In August 2017, former Miami-Dade Mayor Carlos Giménez sent a proposal to county commissioners detailing a new sister zoos program that would pair Zoo Miami with zoos in the Bahamas, Colombia and Jamaica. However, there have been no formal agreements yet to establish those relationships, said Ron Magill, Zoo Miami’s communications director and goodwill ambassador. 

“I do know that we have worked with Colombia regarding Giant River Otters, and with the Bahamas and Jamaica regarding endangered species of iguanas, but I don’t know of any official ‘Sister Zoo’ documents that have been signed,” he said. 

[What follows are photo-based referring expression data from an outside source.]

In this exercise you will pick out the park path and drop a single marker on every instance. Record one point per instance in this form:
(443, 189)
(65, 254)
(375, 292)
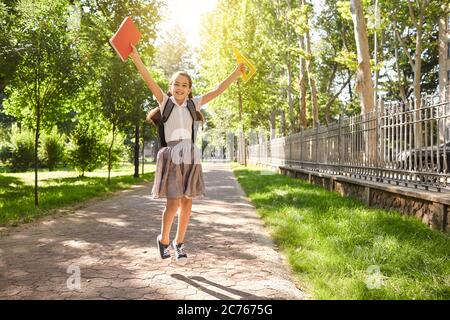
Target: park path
(111, 245)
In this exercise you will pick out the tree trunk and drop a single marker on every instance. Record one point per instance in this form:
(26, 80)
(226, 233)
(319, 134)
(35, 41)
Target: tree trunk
(302, 84)
(136, 152)
(443, 81)
(241, 110)
(400, 77)
(282, 123)
(312, 81)
(364, 84)
(289, 88)
(143, 148)
(272, 124)
(110, 153)
(36, 146)
(417, 87)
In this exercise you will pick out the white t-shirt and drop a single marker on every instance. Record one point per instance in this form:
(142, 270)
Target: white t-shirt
(179, 124)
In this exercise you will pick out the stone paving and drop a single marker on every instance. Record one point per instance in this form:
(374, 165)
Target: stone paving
(106, 249)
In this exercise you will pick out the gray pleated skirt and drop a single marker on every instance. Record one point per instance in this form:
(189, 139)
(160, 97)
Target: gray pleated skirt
(178, 171)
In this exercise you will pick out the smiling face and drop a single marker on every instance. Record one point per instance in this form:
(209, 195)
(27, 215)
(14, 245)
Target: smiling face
(180, 86)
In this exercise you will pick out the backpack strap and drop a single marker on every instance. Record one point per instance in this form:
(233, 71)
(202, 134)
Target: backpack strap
(168, 108)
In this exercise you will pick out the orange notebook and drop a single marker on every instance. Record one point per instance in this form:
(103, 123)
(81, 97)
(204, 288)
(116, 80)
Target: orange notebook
(126, 34)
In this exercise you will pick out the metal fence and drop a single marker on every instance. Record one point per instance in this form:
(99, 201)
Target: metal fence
(401, 143)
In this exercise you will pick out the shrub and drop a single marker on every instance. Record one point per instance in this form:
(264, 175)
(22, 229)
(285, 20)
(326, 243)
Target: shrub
(51, 150)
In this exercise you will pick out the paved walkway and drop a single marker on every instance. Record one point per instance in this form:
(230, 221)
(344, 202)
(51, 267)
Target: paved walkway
(111, 245)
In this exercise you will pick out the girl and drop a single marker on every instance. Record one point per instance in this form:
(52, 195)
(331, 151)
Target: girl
(178, 180)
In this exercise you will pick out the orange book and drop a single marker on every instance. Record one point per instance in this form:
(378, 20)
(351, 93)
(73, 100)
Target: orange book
(126, 34)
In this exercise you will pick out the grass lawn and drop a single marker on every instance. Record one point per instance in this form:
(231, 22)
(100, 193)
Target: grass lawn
(58, 189)
(339, 249)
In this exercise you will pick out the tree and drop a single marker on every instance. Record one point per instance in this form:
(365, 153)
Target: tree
(46, 73)
(364, 83)
(85, 147)
(174, 54)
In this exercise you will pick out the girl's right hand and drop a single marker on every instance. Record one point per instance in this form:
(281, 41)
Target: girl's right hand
(134, 54)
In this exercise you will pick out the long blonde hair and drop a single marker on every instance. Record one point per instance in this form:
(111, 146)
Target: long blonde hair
(184, 74)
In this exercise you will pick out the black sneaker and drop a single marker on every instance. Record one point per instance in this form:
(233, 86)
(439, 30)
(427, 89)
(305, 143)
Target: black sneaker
(163, 250)
(180, 255)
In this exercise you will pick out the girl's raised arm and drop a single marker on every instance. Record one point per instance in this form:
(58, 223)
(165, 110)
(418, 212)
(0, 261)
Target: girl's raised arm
(240, 69)
(152, 85)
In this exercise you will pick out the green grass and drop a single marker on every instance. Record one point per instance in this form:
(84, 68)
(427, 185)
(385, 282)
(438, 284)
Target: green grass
(58, 189)
(336, 245)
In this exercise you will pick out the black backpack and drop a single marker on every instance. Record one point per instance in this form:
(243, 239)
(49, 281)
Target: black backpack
(159, 119)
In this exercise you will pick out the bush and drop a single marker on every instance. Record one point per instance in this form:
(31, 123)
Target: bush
(86, 150)
(51, 150)
(18, 154)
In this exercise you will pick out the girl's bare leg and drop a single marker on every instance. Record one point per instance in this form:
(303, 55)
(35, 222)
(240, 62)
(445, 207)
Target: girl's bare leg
(167, 219)
(183, 219)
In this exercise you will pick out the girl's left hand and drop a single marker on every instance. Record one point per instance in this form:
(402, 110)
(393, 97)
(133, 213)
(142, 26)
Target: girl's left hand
(240, 69)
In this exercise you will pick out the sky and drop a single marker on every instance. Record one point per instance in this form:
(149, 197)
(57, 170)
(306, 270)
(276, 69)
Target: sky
(187, 14)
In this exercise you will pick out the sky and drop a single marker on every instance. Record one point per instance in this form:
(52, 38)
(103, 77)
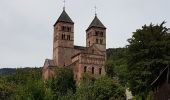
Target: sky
(26, 26)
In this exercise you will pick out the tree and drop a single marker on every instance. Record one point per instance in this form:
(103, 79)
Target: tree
(62, 82)
(102, 88)
(148, 54)
(110, 68)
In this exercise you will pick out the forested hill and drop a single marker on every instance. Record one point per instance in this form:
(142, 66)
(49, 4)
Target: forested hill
(112, 53)
(116, 53)
(7, 71)
(10, 71)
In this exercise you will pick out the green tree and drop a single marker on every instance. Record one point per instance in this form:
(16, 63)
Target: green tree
(62, 82)
(110, 68)
(102, 88)
(148, 54)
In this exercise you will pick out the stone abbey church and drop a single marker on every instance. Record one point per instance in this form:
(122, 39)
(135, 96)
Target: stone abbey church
(89, 59)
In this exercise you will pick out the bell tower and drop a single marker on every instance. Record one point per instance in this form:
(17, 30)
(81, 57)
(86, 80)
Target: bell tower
(63, 42)
(96, 34)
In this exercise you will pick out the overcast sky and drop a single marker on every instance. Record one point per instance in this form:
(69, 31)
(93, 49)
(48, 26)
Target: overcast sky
(26, 26)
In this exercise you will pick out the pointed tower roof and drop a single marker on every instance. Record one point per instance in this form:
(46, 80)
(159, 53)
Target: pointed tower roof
(96, 23)
(64, 18)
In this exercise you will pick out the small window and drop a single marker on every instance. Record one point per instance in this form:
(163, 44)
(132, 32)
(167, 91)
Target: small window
(64, 37)
(93, 51)
(92, 70)
(96, 33)
(100, 71)
(101, 41)
(85, 69)
(101, 34)
(62, 28)
(68, 37)
(97, 41)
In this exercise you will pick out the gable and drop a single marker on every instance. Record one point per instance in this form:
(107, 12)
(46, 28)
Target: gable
(94, 50)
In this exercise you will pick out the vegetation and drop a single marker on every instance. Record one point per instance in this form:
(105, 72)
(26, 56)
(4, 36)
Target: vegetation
(134, 67)
(148, 54)
(27, 84)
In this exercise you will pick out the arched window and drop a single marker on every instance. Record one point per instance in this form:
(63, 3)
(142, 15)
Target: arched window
(85, 69)
(100, 71)
(101, 34)
(64, 37)
(92, 70)
(101, 41)
(97, 41)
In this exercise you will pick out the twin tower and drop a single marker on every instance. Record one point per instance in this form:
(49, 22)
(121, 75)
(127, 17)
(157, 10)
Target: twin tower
(89, 59)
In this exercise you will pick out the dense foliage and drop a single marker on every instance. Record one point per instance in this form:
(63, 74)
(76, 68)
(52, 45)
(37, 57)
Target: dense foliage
(148, 54)
(27, 84)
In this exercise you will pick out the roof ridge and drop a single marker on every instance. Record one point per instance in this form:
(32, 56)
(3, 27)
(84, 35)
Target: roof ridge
(64, 17)
(96, 23)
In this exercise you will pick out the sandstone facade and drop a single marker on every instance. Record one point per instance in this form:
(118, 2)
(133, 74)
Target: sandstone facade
(89, 59)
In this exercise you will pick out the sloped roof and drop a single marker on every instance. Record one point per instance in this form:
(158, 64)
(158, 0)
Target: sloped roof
(50, 62)
(96, 23)
(64, 17)
(79, 47)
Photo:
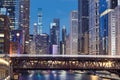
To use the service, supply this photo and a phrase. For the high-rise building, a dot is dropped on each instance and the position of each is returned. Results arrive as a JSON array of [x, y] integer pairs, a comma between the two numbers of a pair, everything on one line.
[[40, 25], [117, 11], [42, 44], [74, 33], [83, 26], [4, 34], [94, 27], [112, 33], [63, 43], [10, 6], [24, 13], [68, 45], [16, 46], [55, 35], [106, 6]]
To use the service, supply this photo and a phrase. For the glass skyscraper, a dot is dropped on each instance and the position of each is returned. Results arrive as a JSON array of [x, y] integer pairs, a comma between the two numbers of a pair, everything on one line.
[[10, 6], [106, 6], [74, 33], [83, 26]]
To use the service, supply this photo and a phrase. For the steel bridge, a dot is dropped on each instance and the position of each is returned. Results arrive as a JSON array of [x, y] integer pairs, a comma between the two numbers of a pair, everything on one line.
[[65, 62]]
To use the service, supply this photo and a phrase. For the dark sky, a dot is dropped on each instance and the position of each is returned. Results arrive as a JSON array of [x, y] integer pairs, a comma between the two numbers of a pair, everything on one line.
[[52, 9]]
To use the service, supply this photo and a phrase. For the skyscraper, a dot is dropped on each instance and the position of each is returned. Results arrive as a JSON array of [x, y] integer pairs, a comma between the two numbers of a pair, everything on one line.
[[10, 6], [63, 40], [94, 27], [4, 34], [74, 33], [55, 35], [24, 13], [40, 25], [42, 44], [83, 26], [106, 6], [117, 11]]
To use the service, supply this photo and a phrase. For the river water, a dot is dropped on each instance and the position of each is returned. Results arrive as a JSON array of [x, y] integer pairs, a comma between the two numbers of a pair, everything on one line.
[[58, 75]]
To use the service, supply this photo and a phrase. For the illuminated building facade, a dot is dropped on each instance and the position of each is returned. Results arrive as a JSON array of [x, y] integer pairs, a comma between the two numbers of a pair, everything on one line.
[[24, 13], [42, 44], [106, 6], [93, 27], [10, 6], [55, 36], [83, 26], [63, 44], [4, 34], [74, 33], [16, 46]]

The only official document regarding any sister zoo program, Mr. Magill said, is the one with the Summit Zoo in Panama City, which was signed in June 2001 by then Miami-Dade Mayor Alex Penelas and then mayor of Panama City Juan Carlos Navarro, as well as the then Zoological Society of Florida president Glenn Ekey and the then director of the Miami-Dade Parks and Recreation Department Vivian Donnell-Rodriguez.

The Panama project, Mr. Magill said, “was something that I initiated and took very personally, which is what led to us being able to officially establish that relationship with the Summit Zoo in Panama.” 

Mr. Magill said he made over 30 trips to Panama and met with mayors, ambassadors, and other dignitaries to create a campaign to build a center for the harpy eagle and raise national awareness about the bird as a symbol for the republic. Not only did they build the center, he said, but on April 10, 2002, the group convinced the Panamanian Congress to pass a law officially designating the harpy eagle as the national bird of Panama. 

Through the Ron Magill Conservation Endowment established at Zoo Miami, Mr. Magill said, thousands of dollars are provided annually to Panama to help in continued conservation efforts for a variety of animals. 

As to why the sister zoo program with the Bahamas, Colombia, and Jamaica has not moved forward, he said, “Unfortunately, I was not brought into the loop on those, so I really do not know why they never came to fruition. My best guess is that there were simply too many things happening at that time and there just wasn’t any follow-through.” 

To properly establish these agreements, there needs to be a significant commitment, dedication, and leadership to help guide it through while developing close relationships with key personnel in those countries, he said. 

“To the best of my knowledge, that simply did not happen because it was not a priority at the time.” 

However, despite there being no official documents signed to partner with sister zoos, Zoo Miami Director Carol Kruse said, “Zoo Miami doesn’t have official sister facilities, but we already collaborate with zoos across the globe, as members of the same world associations.” 

The zoo here creates partnerships with zoos regionally, nationally and internationally on issues like species conversation, she said, and participates in the exchange of intellectual resources.

As for the county commission’s response to the sister zoo program not moving forward, said John Labriola, a spokesperson for the county commission, “I don’t have any information on this other than the item was approved by the commission to direct the mayor’s administration to implement it. That’s where the commission’s involvement ended.”